Publicado originalmente na Cinética em Maio de 2008.

Mundo-pixel

Na faixa comentada do DVD de Os Incríveis (2004), o diretor Brad Bird diz que uma de suas maiores ambições com seu filme era trabalhar elementos do cinema normalmente não buscados pelas produções em animação. Em vez de fazer uso do foco infinito e da elasticidade praticamente ilimitada do desenho, Bird construiu seu filme em cima de passagens de foco, compressões de eixo, limitações sensitométricas, e outros recursos que a ausência da câmera eliminava dos filmes em computação gráfica. Em Os Incríveis, as “limitações” de um suporte mais rígido eram absorvidas por uma criação em material não determinado por elas, reconhecendo que tais manobras de produção geram efeitos estéticos particulares hoje já carregados de sentido, e que emular esses efeitos seria uma maneira de, transversalmente, buscar esse mesmo resultado. De certa maneira, os irmãos Wachowski fazem, em Speed Racer, o caminho absolutamente inverso.
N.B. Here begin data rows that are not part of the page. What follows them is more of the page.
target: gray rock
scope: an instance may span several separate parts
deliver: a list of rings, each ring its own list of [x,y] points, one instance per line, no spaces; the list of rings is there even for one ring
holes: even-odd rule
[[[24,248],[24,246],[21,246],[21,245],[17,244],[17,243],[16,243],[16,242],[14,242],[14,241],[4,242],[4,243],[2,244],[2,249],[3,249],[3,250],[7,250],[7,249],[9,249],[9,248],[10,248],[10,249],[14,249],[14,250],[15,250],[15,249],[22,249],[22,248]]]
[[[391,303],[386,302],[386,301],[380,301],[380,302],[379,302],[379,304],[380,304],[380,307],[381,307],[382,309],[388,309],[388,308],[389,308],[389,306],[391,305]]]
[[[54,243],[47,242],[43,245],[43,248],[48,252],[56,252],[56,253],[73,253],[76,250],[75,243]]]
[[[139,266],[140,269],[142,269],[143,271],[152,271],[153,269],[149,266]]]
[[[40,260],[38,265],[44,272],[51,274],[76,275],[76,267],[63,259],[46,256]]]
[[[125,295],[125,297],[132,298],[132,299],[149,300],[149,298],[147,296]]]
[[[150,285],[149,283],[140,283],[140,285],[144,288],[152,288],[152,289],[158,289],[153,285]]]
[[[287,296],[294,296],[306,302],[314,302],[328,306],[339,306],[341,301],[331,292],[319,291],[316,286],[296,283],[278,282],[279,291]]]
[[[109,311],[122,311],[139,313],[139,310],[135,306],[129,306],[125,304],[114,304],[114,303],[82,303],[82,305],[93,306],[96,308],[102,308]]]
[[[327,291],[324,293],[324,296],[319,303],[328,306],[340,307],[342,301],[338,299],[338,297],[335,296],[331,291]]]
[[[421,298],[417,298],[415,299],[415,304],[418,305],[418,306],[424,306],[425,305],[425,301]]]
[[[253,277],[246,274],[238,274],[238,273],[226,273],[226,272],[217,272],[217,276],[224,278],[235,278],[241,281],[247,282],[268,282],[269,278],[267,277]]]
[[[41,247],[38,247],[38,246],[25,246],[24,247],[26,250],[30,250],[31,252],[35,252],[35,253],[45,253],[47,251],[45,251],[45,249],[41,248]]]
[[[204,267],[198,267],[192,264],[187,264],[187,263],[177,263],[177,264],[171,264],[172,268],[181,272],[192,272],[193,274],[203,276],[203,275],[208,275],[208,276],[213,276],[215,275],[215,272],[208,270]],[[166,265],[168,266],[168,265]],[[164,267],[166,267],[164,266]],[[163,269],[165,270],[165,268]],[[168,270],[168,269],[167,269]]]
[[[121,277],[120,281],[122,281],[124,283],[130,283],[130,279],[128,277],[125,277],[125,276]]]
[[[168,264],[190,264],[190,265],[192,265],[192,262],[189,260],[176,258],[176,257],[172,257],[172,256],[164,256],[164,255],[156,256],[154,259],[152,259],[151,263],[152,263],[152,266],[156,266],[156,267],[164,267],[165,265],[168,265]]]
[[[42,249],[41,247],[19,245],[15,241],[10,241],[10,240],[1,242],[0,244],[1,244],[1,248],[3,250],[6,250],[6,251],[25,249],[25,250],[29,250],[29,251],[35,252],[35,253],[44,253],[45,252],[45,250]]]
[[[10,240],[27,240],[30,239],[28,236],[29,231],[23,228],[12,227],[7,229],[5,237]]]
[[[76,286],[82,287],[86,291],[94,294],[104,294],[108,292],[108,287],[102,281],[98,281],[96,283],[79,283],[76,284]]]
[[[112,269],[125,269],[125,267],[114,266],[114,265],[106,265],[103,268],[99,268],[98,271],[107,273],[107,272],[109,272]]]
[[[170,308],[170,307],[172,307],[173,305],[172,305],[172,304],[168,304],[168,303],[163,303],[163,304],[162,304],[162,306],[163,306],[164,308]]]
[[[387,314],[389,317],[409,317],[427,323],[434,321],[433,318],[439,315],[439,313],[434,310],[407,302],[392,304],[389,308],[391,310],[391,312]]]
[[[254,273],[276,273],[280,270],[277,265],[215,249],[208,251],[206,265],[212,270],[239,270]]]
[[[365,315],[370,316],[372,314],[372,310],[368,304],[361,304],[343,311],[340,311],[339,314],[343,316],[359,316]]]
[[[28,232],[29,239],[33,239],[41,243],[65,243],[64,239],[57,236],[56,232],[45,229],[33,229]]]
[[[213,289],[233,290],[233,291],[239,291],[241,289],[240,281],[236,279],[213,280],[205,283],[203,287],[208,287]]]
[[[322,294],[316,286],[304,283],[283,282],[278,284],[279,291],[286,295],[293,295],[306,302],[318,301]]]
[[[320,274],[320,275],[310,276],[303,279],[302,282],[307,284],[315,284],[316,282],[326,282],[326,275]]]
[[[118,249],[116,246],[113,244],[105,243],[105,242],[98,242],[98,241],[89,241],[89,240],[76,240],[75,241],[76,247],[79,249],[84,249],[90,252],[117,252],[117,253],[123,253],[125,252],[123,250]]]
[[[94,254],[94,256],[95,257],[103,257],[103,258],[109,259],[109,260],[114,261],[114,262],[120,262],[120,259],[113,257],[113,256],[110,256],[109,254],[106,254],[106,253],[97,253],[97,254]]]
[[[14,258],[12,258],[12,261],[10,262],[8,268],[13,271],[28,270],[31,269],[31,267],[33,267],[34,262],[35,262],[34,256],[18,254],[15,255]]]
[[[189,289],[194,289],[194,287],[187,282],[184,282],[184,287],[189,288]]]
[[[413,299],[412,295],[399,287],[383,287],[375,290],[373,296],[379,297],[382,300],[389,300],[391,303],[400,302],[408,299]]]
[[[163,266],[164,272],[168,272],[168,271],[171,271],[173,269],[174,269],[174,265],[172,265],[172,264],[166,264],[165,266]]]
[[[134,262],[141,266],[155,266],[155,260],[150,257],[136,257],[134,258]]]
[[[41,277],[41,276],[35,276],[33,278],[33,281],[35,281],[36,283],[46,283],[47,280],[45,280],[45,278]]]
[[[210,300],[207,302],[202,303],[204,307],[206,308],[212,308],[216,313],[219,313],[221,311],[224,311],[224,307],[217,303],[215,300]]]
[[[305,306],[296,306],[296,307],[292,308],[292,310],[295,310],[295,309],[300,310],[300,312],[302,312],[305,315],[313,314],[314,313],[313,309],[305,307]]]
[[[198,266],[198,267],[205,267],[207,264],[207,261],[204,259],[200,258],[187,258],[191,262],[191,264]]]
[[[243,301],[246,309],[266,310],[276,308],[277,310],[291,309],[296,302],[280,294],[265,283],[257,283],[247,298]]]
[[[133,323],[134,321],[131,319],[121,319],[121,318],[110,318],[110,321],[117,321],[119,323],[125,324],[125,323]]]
Se os filmes anteriores da dupla ainda patinavam em um uso de computação gráfica bastante tradicional (embora, independente de críticas, seja impossível ignorar a monstruosa sombra que Matrix deixa sobre grande parte do cinema de gênero produzido desde seu lançamento), em Speed Racer, o mergulho nas possibilidades gráficas do CGI tem inegável clareza em sua intenção: realizar um filme de animação live action.

Se essa intenção não é, em si, nada nova – comum a filmes tão distintos quanto Uma Cilada Para Roger Rabbit e Sin City – ela dificilmente alcançou resultados tão expressivos. Essa força vem da não insistência em promover interação entre os dois registros, pensando a sobreposição dessas camadas como uma espécie de colagem visual. Embora as limitações da câmera de vídeo sejam ainda mais críticas do que as da película, Speed Racer as anula com um trabalho de sobreposição de planos. O resultado é um filme absolutamente chapado, sem profundidade de campo ou perspectiva, como se os planos fossem, de fato, recortes sobrepostos em uma folha de papel. Se essa busca pela extrema opacidade parecia, até hoje, exclusiva ao que costuma se chamar de cinema experimental (os filmes de Man Ray vêm à cabeça diversas vezes durante a projeção), os Wachowski parecem buscar, em Speed Racer, a equivalência entre o signo estritamente visual e a construção narrativa.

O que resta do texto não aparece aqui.